Tomorrowism Blog

So little talent, so much pretension.

Saturday, June 17th

"Fair" Tax


Last Tuesday, I went to a Townhall.com Meetup.org function at the Lincoln Restaurant on N. Lincoln in Chicago. We meet there every month. This topic was Neal Boortz's favorite tax plan, the Fair Tax.

I went in with an open mind. I left thinking that the arguments presented were short on style and substance.

The fair tax eliminates all taxes except for taxes new goods and services. It would have the government issue "prebates", checks dependent on family size to bring people up to the poverty level.

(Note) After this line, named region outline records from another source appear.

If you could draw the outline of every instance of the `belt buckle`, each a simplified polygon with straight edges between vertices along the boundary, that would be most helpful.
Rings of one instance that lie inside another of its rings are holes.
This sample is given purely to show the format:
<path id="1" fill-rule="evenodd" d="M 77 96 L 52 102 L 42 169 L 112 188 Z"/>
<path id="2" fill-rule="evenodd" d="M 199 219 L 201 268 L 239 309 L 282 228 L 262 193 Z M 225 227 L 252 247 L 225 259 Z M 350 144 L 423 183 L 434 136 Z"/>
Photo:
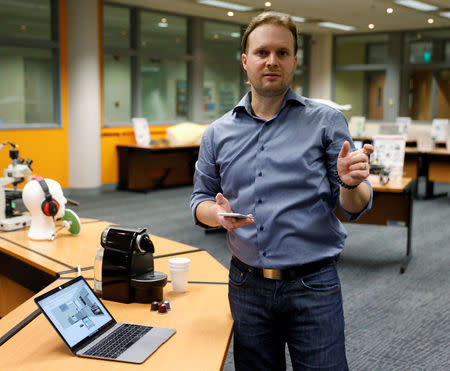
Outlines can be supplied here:
<path id="1" fill-rule="evenodd" d="M 280 269 L 263 269 L 263 277 L 271 280 L 281 280 Z"/>

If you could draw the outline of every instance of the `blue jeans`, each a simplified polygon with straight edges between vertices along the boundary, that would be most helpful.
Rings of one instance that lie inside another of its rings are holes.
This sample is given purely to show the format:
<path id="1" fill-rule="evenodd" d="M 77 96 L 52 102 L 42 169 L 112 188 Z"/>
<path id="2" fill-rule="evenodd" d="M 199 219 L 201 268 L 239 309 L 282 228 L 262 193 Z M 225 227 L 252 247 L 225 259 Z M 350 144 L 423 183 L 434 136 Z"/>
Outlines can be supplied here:
<path id="1" fill-rule="evenodd" d="M 336 263 L 295 281 L 263 278 L 234 257 L 228 298 L 237 371 L 348 370 Z"/>

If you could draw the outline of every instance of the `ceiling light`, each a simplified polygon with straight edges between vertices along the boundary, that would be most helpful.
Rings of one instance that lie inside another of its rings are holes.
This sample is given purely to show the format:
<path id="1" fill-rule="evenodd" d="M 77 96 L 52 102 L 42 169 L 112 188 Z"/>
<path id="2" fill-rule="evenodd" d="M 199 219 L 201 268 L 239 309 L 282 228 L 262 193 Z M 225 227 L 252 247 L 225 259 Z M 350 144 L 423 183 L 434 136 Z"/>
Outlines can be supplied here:
<path id="1" fill-rule="evenodd" d="M 423 10 L 424 12 L 429 12 L 429 11 L 439 9 L 437 6 L 430 5 L 430 4 L 424 3 L 422 1 L 417 1 L 417 0 L 394 0 L 394 3 L 406 6 L 408 8 Z"/>
<path id="2" fill-rule="evenodd" d="M 305 21 L 306 21 L 305 18 L 302 18 L 302 17 L 296 17 L 295 15 L 291 15 L 291 19 L 292 19 L 294 22 L 305 22 Z"/>
<path id="3" fill-rule="evenodd" d="M 320 27 L 328 27 L 328 28 L 335 28 L 337 30 L 344 30 L 344 31 L 353 31 L 355 27 L 353 26 L 346 26 L 345 24 L 339 24 L 339 23 L 333 23 L 333 22 L 319 22 L 317 23 Z"/>
<path id="4" fill-rule="evenodd" d="M 238 12 L 248 12 L 250 10 L 253 10 L 253 8 L 251 6 L 229 3 L 226 1 L 220 1 L 220 0 L 197 0 L 197 3 L 202 4 L 202 5 L 215 6 L 217 8 L 237 10 Z M 232 15 L 230 17 L 232 17 Z"/>

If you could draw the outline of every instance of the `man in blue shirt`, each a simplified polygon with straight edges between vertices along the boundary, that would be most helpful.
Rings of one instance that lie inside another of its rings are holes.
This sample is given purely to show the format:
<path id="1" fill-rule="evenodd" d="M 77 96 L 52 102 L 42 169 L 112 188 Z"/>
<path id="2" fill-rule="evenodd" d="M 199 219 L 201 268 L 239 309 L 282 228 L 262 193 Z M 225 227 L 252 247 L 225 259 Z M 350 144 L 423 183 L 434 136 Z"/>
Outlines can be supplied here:
<path id="1" fill-rule="evenodd" d="M 242 38 L 251 92 L 205 131 L 191 209 L 228 230 L 236 370 L 347 370 L 336 260 L 350 220 L 371 207 L 365 145 L 351 151 L 345 117 L 290 90 L 297 30 L 255 17 Z M 238 212 L 248 218 L 219 213 Z"/>

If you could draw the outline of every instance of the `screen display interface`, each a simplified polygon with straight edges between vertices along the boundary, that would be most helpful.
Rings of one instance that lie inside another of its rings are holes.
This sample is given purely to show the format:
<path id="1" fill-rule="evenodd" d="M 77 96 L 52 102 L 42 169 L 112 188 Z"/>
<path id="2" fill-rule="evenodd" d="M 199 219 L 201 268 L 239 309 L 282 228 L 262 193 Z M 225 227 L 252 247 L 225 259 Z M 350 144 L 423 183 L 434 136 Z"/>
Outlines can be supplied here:
<path id="1" fill-rule="evenodd" d="M 39 304 L 70 347 L 112 320 L 83 280 L 40 300 Z"/>

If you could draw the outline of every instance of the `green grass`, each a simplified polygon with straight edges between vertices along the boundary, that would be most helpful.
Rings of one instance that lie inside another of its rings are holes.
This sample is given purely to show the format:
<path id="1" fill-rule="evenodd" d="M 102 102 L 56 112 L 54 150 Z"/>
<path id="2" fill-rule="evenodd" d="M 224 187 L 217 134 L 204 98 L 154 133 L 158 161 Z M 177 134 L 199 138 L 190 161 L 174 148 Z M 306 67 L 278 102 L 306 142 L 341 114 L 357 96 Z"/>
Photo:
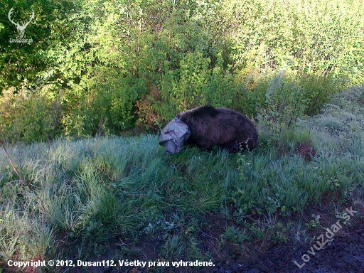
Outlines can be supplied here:
<path id="1" fill-rule="evenodd" d="M 238 255 L 248 244 L 284 243 L 309 228 L 300 227 L 301 216 L 323 196 L 333 214 L 363 202 L 363 87 L 353 88 L 300 120 L 284 133 L 284 154 L 260 124 L 259 146 L 245 154 L 188 148 L 167 155 L 154 135 L 19 144 L 9 151 L 21 184 L 1 150 L 0 264 L 37 257 L 218 261 L 228 245 Z M 307 141 L 317 152 L 309 162 L 294 153 Z"/>

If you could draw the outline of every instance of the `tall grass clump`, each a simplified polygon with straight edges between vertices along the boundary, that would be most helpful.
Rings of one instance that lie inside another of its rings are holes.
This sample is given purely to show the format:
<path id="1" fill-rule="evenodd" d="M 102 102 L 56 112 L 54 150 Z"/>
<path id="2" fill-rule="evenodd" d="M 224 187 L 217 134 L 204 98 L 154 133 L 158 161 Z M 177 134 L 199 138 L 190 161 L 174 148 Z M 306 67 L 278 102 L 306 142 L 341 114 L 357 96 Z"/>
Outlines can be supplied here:
<path id="1" fill-rule="evenodd" d="M 9 259 L 146 252 L 150 259 L 210 259 L 216 252 L 201 237 L 208 230 L 220 232 L 212 237 L 217 249 L 251 241 L 267 247 L 287 240 L 279 218 L 296 215 L 323 196 L 354 202 L 363 193 L 363 87 L 338 93 L 322 113 L 306 119 L 288 92 L 293 87 L 279 76 L 270 83 L 259 144 L 250 153 L 186 147 L 168 155 L 154 135 L 60 139 L 7 146 L 16 174 L 3 149 L 1 266 Z M 316 154 L 302 156 L 302 143 Z"/>

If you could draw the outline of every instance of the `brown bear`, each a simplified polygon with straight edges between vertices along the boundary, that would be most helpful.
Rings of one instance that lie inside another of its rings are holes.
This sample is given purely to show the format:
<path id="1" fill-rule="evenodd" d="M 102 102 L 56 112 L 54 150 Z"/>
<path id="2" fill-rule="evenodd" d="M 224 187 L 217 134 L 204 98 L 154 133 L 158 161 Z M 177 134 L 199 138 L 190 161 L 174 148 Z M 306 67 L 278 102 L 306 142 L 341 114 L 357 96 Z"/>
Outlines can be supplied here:
<path id="1" fill-rule="evenodd" d="M 186 124 L 188 130 L 184 129 L 179 138 L 176 137 L 176 130 L 171 126 L 173 121 L 162 130 L 159 143 L 171 154 L 180 151 L 181 139 L 202 149 L 210 150 L 217 145 L 232 153 L 251 151 L 257 146 L 258 134 L 254 124 L 245 115 L 231 109 L 201 106 L 178 114 L 175 119 Z M 167 147 L 167 144 L 172 148 Z"/>

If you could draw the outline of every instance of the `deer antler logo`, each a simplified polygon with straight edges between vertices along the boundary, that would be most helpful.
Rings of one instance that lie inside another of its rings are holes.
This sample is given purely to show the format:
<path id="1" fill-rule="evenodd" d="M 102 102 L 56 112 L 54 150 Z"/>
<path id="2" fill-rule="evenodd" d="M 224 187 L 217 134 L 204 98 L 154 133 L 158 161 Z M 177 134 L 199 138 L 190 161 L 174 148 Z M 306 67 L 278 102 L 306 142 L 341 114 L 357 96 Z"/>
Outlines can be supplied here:
<path id="1" fill-rule="evenodd" d="M 23 24 L 21 26 L 18 23 L 15 23 L 11 19 L 11 14 L 13 13 L 13 11 L 14 11 L 14 9 L 13 8 L 10 9 L 10 11 L 9 11 L 8 17 L 9 17 L 9 19 L 10 20 L 10 21 L 11 23 L 13 23 L 15 25 L 15 26 L 16 26 L 16 30 L 18 31 L 18 38 L 23 38 L 24 36 L 24 32 L 26 31 L 26 28 L 29 24 L 29 23 L 31 22 L 31 21 L 34 18 L 34 11 L 32 10 L 33 14 L 32 14 L 32 15 L 31 16 L 31 20 L 29 20 L 26 23 L 23 23 Z"/>

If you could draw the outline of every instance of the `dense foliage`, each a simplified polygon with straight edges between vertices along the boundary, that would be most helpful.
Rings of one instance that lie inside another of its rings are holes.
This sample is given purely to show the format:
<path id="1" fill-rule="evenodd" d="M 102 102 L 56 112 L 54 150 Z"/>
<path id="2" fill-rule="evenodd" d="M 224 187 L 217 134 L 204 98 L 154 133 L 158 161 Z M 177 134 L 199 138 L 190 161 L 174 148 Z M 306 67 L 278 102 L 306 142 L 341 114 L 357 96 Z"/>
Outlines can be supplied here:
<path id="1" fill-rule="evenodd" d="M 0 129 L 12 141 L 155 128 L 202 104 L 289 124 L 364 80 L 359 0 L 1 3 Z M 9 42 L 11 8 L 20 21 L 34 11 L 32 43 Z"/>

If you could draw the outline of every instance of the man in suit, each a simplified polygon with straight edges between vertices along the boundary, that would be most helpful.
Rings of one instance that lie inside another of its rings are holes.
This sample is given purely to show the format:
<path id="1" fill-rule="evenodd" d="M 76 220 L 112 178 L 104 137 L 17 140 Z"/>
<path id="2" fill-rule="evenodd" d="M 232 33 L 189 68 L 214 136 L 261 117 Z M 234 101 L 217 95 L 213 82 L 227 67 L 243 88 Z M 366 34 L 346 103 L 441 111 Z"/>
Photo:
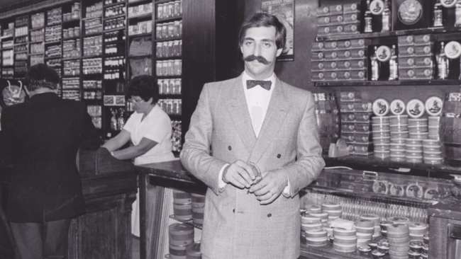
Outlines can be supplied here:
<path id="1" fill-rule="evenodd" d="M 192 115 L 181 161 L 209 187 L 203 258 L 299 256 L 298 192 L 325 163 L 311 93 L 274 74 L 285 34 L 272 15 L 246 19 L 245 71 L 206 84 Z"/>
<path id="2" fill-rule="evenodd" d="M 7 218 L 21 259 L 67 257 L 70 219 L 85 212 L 77 152 L 101 142 L 85 105 L 55 93 L 59 80 L 33 66 L 30 100 L 1 111 L 0 167 L 13 164 Z"/>

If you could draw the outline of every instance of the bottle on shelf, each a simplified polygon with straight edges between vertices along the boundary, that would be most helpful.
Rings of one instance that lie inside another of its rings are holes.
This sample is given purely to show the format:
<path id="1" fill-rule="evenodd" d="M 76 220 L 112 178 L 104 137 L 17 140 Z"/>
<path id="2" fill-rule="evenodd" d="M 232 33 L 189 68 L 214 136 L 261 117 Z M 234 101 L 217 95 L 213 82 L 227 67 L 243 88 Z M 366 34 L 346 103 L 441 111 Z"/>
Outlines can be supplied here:
<path id="1" fill-rule="evenodd" d="M 397 62 L 397 55 L 396 55 L 395 45 L 392 45 L 392 50 L 391 51 L 391 60 L 389 62 L 389 80 L 398 80 L 399 63 Z"/>
<path id="2" fill-rule="evenodd" d="M 438 79 L 446 79 L 448 77 L 448 59 L 445 54 L 445 43 L 440 42 L 440 52 L 437 57 L 437 67 L 438 69 Z"/>
<path id="3" fill-rule="evenodd" d="M 442 13 L 442 4 L 440 0 L 437 0 L 434 5 L 434 27 L 443 26 L 443 15 Z"/>
<path id="4" fill-rule="evenodd" d="M 373 18 L 372 18 L 372 11 L 370 10 L 370 0 L 367 0 L 367 11 L 365 11 L 365 33 L 373 32 Z"/>
<path id="5" fill-rule="evenodd" d="M 374 46 L 374 54 L 372 57 L 372 81 L 377 81 L 379 79 L 379 62 L 377 57 L 378 47 Z"/>
<path id="6" fill-rule="evenodd" d="M 384 11 L 382 12 L 382 33 L 390 31 L 391 27 L 391 9 L 389 8 L 389 1 L 391 0 L 386 0 L 384 4 Z"/>

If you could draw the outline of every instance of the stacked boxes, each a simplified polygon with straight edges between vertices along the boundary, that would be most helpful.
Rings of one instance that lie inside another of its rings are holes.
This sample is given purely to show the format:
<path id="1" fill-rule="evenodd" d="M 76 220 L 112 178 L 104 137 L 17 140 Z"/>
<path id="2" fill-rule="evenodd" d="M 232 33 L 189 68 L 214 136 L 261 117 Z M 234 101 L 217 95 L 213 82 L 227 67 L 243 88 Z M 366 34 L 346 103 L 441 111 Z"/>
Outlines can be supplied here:
<path id="1" fill-rule="evenodd" d="M 371 142 L 371 103 L 362 102 L 360 93 L 341 92 L 341 137 L 346 139 L 349 152 L 373 154 Z"/>
<path id="2" fill-rule="evenodd" d="M 399 36 L 399 75 L 401 80 L 433 79 L 434 35 Z"/>
<path id="3" fill-rule="evenodd" d="M 317 9 L 318 36 L 360 33 L 360 4 L 338 4 Z"/>
<path id="4" fill-rule="evenodd" d="M 312 81 L 367 80 L 365 39 L 312 43 Z"/>

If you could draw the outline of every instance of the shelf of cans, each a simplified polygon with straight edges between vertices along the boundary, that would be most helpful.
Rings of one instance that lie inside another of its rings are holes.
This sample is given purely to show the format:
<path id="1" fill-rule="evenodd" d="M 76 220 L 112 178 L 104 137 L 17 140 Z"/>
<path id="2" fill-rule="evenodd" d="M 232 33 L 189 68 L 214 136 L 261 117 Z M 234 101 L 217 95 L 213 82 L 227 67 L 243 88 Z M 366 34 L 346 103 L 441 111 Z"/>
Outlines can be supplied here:
<path id="1" fill-rule="evenodd" d="M 83 56 L 99 56 L 102 54 L 102 35 L 83 38 Z"/>
<path id="2" fill-rule="evenodd" d="M 318 36 L 360 33 L 360 2 L 319 8 L 316 13 Z"/>
<path id="3" fill-rule="evenodd" d="M 45 41 L 55 42 L 61 40 L 61 30 L 62 26 L 60 24 L 45 28 Z"/>
<path id="4" fill-rule="evenodd" d="M 61 23 L 62 22 L 62 9 L 61 7 L 47 11 L 47 25 Z"/>
<path id="5" fill-rule="evenodd" d="M 128 6 L 128 18 L 143 16 L 149 13 L 152 14 L 152 9 L 153 4 L 152 3 Z"/>
<path id="6" fill-rule="evenodd" d="M 155 57 L 157 58 L 181 57 L 182 40 L 157 42 Z"/>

The fair tax web site lists as the main benefits:


The FairTax was created by first asking the American people what they wanted out of a tax system, and then having a team of respected economists design a tax system that met those demands. The FairTax replaces the income tax and all other federal taxes with a national consumption tax. The FairTax is levied only once, at the point of purchase on new goods and services. The simplicity of the FairTax frees Americans from our current overwhelming tax code and unshackles the U.S. economy.

The FairTax:

* Abolishes the IRS
* Closes all tax loopholes and brings fairness to taxation
* Maintains our current Social Security and Medicare benefits
* Brings transparency and accountability to tax policy
* Allows American products to compete fairly
* Reimburses the tax on purchases of basic necessities
* Enables retirees to keep their entire pension
* Enables workers to keep their entire paycheck

At the onset, this is unfair to those that save and invest. Such people basically produce today and consume tomorrow. If we tax producers today and consumers tomorrow, we double tax savers. The prebate cannot simultaneously subsidize the poor and reimburse savers.

Worse, though, will be the unintended consequences of tax avoidance. If one pays taxes on new goods but not used, people will game the system to avoid selling items as new.

  • Foreigners will start exporting used goods here. Cars will have been used for a few miles. TVs will have been watched for a few minutes. Clothes will have been worn once.
  • Craftsmen will use their items before selling them. Woodworkers will use bookshelves once before selling them. Carpenters, plumbers, and electricians will build homes and live there for a day before selling them.
  • Someone else noted that since items for businesses are not taxed, many items which are to be used at home will be declared for use at work. I'd add that businesses could buy new items and sell them used.

With all these loopholes, I do not see the fair tax as workable.

I also found the Fair Tax supporters' style wanting. Specifically, they insulted those that disagreed with them as ignorant or lazy.